🤖 AI Summary
To address the dual challenges of performance degradation and lack of interpretability in Speech Emotion Recognition (SER) under real-world noise, this paper proposes an end-to-end interpretable dual-stream fusion framework. One stream models temporal dependencies in raw waveforms using Wav2Vec 2.0 augmented with a 1D-CNN; the other extracts noise-robust handcrafted spectral features (MFCCs, ZCR, RMSE). These streams are dynamically fused via Attentive Temporal Pooling. We introduce the first Transformer-CNN hybrid dual-stream architecture for SER and pioneer the systematic integration of SHAP (feature-level) and Score-CAM (time-frequency-level) for cross-modal attributional interpretability. The method achieves state-of-the-art accuracy on RAVDESS, TESS, SAVEE, and CREMA-D. Under real-noise conditions (SAS-KIIT), it demonstrates significantly superior robustness over single-stream baselines.

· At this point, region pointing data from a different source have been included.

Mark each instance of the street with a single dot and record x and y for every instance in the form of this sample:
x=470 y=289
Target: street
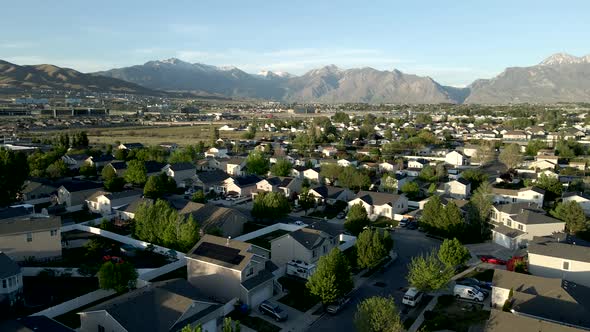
x=407 y=243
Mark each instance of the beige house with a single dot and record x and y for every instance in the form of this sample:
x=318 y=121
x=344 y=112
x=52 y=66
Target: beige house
x=380 y=204
x=224 y=269
x=515 y=225
x=306 y=245
x=524 y=195
x=558 y=257
x=165 y=306
x=544 y=299
x=35 y=236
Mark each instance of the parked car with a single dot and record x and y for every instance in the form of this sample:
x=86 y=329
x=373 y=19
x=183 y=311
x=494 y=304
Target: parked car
x=492 y=260
x=412 y=297
x=335 y=307
x=273 y=310
x=468 y=293
x=476 y=282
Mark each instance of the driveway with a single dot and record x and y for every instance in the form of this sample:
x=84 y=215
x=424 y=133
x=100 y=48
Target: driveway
x=391 y=282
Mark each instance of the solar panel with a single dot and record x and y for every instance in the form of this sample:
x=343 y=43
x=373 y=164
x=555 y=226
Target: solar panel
x=221 y=253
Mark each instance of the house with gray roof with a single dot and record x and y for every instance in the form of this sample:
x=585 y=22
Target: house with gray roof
x=515 y=225
x=11 y=280
x=546 y=299
x=224 y=269
x=559 y=256
x=163 y=306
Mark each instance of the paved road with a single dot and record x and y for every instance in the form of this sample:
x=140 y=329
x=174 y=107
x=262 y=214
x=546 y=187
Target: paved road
x=408 y=243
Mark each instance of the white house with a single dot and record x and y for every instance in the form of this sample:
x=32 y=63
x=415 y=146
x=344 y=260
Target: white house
x=558 y=257
x=524 y=195
x=380 y=204
x=515 y=225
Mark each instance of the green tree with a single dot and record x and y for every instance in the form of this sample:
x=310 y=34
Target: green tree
x=271 y=205
x=88 y=170
x=356 y=219
x=573 y=215
x=452 y=253
x=199 y=197
x=118 y=277
x=371 y=248
x=281 y=168
x=57 y=170
x=14 y=170
x=332 y=278
x=378 y=314
x=257 y=163
x=136 y=172
x=510 y=156
x=552 y=186
x=306 y=200
x=427 y=273
x=411 y=189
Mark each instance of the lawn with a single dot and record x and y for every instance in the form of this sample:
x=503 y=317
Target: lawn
x=255 y=323
x=450 y=314
x=263 y=241
x=299 y=296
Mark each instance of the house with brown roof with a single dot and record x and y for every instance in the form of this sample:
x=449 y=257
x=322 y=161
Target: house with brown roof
x=224 y=269
x=380 y=204
x=165 y=306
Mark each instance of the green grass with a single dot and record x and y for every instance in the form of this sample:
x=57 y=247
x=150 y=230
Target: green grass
x=299 y=296
x=263 y=241
x=255 y=323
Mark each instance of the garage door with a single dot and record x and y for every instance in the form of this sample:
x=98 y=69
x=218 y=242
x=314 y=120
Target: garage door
x=260 y=294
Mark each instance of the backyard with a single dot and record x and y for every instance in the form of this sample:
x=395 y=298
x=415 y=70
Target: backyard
x=299 y=296
x=455 y=315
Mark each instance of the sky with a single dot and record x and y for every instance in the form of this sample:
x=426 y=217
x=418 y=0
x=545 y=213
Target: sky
x=454 y=42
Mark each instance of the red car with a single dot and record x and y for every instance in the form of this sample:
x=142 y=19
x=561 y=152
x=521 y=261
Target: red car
x=492 y=260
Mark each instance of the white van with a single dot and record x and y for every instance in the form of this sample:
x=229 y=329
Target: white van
x=468 y=293
x=412 y=297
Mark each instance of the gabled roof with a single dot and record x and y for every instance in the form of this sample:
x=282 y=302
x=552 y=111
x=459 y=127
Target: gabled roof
x=158 y=306
x=7 y=266
x=377 y=198
x=182 y=166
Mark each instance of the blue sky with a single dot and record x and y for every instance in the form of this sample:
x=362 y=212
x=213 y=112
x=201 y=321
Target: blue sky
x=454 y=42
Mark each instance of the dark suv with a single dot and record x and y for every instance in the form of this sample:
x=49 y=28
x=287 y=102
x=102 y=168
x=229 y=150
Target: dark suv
x=273 y=310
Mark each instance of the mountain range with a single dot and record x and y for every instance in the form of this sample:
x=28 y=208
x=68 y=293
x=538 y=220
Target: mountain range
x=559 y=78
x=15 y=78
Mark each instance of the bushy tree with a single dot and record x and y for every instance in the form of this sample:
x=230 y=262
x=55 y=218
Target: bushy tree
x=371 y=248
x=428 y=273
x=257 y=163
x=118 y=277
x=272 y=205
x=14 y=170
x=136 y=172
x=281 y=168
x=356 y=219
x=378 y=314
x=332 y=278
x=510 y=156
x=573 y=215
x=452 y=253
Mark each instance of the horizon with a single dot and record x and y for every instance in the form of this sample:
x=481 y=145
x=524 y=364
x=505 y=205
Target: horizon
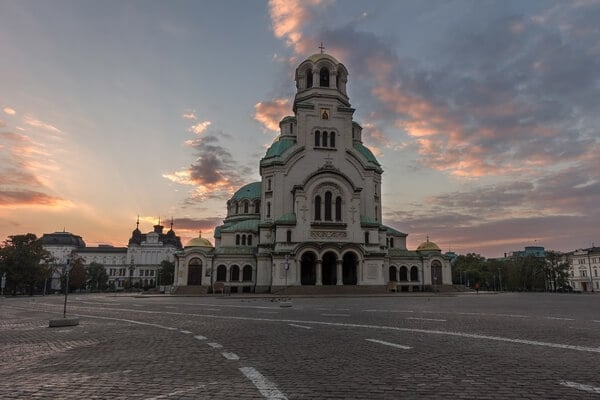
x=488 y=139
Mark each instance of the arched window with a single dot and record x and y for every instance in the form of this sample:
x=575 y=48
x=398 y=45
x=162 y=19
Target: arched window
x=247 y=273
x=414 y=274
x=324 y=77
x=403 y=274
x=327 y=206
x=234 y=273
x=393 y=274
x=221 y=273
x=318 y=208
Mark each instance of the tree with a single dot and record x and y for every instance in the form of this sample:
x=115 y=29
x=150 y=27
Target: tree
x=77 y=276
x=97 y=276
x=22 y=258
x=166 y=273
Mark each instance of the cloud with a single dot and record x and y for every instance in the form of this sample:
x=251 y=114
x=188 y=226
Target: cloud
x=215 y=173
x=270 y=113
x=36 y=123
x=190 y=115
x=200 y=127
x=289 y=17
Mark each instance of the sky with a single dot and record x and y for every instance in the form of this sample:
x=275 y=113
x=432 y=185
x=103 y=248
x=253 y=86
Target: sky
x=485 y=115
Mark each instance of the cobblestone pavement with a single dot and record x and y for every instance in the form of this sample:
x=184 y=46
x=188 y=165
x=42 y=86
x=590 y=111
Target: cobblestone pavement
x=496 y=346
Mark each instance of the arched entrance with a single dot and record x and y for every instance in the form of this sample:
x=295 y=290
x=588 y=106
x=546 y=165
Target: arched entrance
x=436 y=272
x=329 y=268
x=308 y=269
x=349 y=267
x=195 y=272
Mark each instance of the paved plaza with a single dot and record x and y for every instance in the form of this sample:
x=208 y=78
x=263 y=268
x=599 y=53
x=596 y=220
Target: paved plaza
x=500 y=346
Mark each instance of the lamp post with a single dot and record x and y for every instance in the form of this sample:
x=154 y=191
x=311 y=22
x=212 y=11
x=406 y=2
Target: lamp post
x=67 y=270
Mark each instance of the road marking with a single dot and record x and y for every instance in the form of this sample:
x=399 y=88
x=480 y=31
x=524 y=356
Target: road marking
x=335 y=315
x=175 y=393
x=267 y=388
x=427 y=319
x=230 y=356
x=581 y=386
x=296 y=326
x=365 y=326
x=389 y=344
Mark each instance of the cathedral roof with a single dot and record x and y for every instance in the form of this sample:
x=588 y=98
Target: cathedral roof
x=366 y=153
x=199 y=242
x=279 y=147
x=428 y=246
x=251 y=192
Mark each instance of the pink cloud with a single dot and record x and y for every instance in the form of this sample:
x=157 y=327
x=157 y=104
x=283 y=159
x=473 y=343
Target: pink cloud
x=269 y=113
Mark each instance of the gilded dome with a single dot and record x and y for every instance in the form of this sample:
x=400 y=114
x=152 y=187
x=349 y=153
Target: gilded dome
x=199 y=242
x=428 y=246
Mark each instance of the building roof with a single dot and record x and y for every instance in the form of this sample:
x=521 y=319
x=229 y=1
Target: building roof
x=62 y=239
x=250 y=191
x=279 y=147
x=366 y=153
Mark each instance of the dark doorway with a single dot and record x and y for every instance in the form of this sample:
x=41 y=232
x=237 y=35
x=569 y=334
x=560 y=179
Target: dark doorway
x=308 y=269
x=195 y=272
x=329 y=269
x=436 y=273
x=349 y=267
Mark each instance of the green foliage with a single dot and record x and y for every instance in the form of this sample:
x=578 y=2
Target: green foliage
x=97 y=276
x=166 y=273
x=23 y=259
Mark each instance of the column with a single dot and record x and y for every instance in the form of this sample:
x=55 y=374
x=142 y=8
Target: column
x=318 y=267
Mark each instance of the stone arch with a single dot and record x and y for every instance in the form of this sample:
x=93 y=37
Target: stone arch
x=350 y=268
x=308 y=268
x=195 y=272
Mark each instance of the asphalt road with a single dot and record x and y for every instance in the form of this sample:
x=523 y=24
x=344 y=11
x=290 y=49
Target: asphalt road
x=500 y=346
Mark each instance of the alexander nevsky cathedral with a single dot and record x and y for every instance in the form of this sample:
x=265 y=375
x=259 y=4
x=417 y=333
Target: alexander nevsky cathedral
x=313 y=222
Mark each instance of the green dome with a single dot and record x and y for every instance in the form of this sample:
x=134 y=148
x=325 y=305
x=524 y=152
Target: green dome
x=251 y=192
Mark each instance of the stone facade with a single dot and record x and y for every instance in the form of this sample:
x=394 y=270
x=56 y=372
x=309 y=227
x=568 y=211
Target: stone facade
x=315 y=218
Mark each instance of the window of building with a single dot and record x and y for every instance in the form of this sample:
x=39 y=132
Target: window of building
x=338 y=208
x=324 y=77
x=318 y=208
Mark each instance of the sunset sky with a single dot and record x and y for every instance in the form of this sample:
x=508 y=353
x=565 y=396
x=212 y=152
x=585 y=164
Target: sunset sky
x=485 y=115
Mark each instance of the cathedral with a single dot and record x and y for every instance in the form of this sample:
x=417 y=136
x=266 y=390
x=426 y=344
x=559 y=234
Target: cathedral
x=313 y=222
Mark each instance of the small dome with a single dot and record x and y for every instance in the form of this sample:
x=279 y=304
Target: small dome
x=251 y=192
x=199 y=242
x=428 y=246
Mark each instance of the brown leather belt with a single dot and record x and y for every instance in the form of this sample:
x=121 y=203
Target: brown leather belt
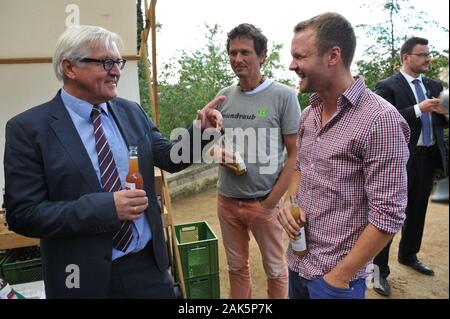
x=251 y=199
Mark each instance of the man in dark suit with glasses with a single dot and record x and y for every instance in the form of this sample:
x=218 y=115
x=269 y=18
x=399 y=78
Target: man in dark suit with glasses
x=416 y=98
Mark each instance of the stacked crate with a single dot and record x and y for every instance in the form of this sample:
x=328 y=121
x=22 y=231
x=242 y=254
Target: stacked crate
x=21 y=265
x=197 y=245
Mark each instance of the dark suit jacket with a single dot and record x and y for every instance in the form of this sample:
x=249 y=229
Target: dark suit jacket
x=53 y=193
x=397 y=91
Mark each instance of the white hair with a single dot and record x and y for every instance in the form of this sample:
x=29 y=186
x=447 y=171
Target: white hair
x=76 y=42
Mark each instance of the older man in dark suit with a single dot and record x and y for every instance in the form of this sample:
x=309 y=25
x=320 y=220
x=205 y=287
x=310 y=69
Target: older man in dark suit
x=416 y=98
x=65 y=166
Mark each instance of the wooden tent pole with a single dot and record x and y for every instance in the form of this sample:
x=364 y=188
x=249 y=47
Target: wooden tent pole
x=153 y=88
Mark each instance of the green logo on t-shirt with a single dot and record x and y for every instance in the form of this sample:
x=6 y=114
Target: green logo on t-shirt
x=262 y=113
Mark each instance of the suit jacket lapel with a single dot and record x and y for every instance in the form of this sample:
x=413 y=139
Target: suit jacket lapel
x=66 y=132
x=405 y=87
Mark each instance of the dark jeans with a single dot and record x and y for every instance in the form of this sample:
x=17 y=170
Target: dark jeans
x=301 y=288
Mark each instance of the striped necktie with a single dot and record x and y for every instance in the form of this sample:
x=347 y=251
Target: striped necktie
x=425 y=117
x=109 y=177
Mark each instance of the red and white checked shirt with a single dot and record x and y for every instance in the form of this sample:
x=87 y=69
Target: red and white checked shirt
x=353 y=173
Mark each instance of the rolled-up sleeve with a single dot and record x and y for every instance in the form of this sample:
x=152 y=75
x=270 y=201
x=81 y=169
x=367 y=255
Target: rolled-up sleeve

Visual analysis confirms effective transfer of attention mechanisms across domains.
📝 Abstract
Speech Emotion Recognition (SER) systems often degrade in performance when exposed to the unpredictable acoustic interference found in real-world environments. Additionally, the opacity of deep learning models hinders their adoption in trust-sensitive applications. To bridge this gap, we propose a Hybrid Transformer-CNN framework that unifies the contextual modeling of Wav2Vec 2.0 with the spectral stability of 1D-Convolutional Neural Networks. Our dual-stream architecture processes raw waveforms to capture long-range temporal dependencies while simultaneously extracting noise-resistant spectral features (MFCC, ZCR, RMSE) via a custom Attentive Temporal Pooling mechanism. We conducted extensive validation across four diverse benchmark datasets: RAVDESS, TESS, SAVEE, and CREMA-D. To rigorously test robustness, we subjected the model to non-stationary acoustic interference using real-world noise profiles from the SAS-KIIT dataset. The proposed framework demonstrates superior generalization and state-of-the-art accuracy across all datasets, significantly outperforming single-branch baselines under realistic environmental interference. Furthermore, we address the ``black-box" problem by integrating SHAP and Score-CAM into the evaluation pipeline. These tools provide granular visual explanations, revealing how the model strategically shifts attention between temporal and spectral cues to maintain reliability in the presence of complex environmental noise.